Wednesday, February 28, 2024

"This Living Hand"


Another tale of la vie de la bohème by Dan Leo

Illustrations and additional dialogue by rhoda penmarq, exclusively for quinnmartinmarq™ productions

This episode brought to you by Husky Boy™ cigarettes, now available in the "Ladies' Cork Tip"

"Whenever I go on one of my speaking tours the first thing I pack is a few cartons of Husky Boys!" – Horace P. Sternwall, author of Stomach In, Chest and Shoulders Back: 1,001 Tips for Success in the Modern World

for previous story, click here

to begin series, click here





"Miss Alcott?" said Milford.

She turned around on her barstool, a cigarette in her hand. Somewhere a jukebox was playing a gentle song.

"Oh, hello, Milford," she said.

"Thank you," he said.

"For what?"

"For remembering my name."

"Don't people normally remember your name?"

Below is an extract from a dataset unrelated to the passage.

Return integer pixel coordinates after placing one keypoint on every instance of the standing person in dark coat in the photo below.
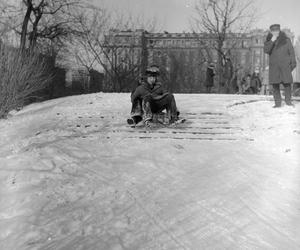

"No, they don't. They always call me Mugsford, or Billford, or Billfold, or –"

"And why do you think that is?"

"I suspect it has something to do with the amorphous nature of my personality."

"I saved you a seat."

She pointed with her cigarette at the unoccupied barstool on her right.

"Oh, thank you very much."

"Why don't you sit in it?"


"Oh, yes, of course."

And Milford managed to seat himself on the stool.

"I want to apologize for taking so long."

"And do you in fact apologize, or do you merely want to?"

"I do apologize. For, uh, taking so long."

"You weren't gone that long."

"I wasn't?"


"Five minutes perhaps."

"It felt like at least a half hour. No, it felt like a week. No, it felt like –"

"Well, Milford," said Miss Alcott, "I am far from being an expert in these matters, but perhaps the alcohol and marijuana and hashish and the Native Americans’ sacred mushrooms you have consumed this evening have affected your perceptions of time and that which we call, for want of a better word, reality."


"Oh," said Milford, "yes, I suppose that's possible, but, you see, I swear I had all these – these adventures just now."

"Pray expand."

"They all started with that men's room I went into –"

"The 'Pointers'?"

"Yes, exactly –"

"Which you entered so suddenly."

"Um, uh –"


"Because of, dare I venture, the protuberance in your inguinal area –" she glanced down at that sector of Milford's corporeal host –"a protuberance which I now see has subsided – or, should I rather say, because of your sense of discomfiture at the persistence of said protuberance?"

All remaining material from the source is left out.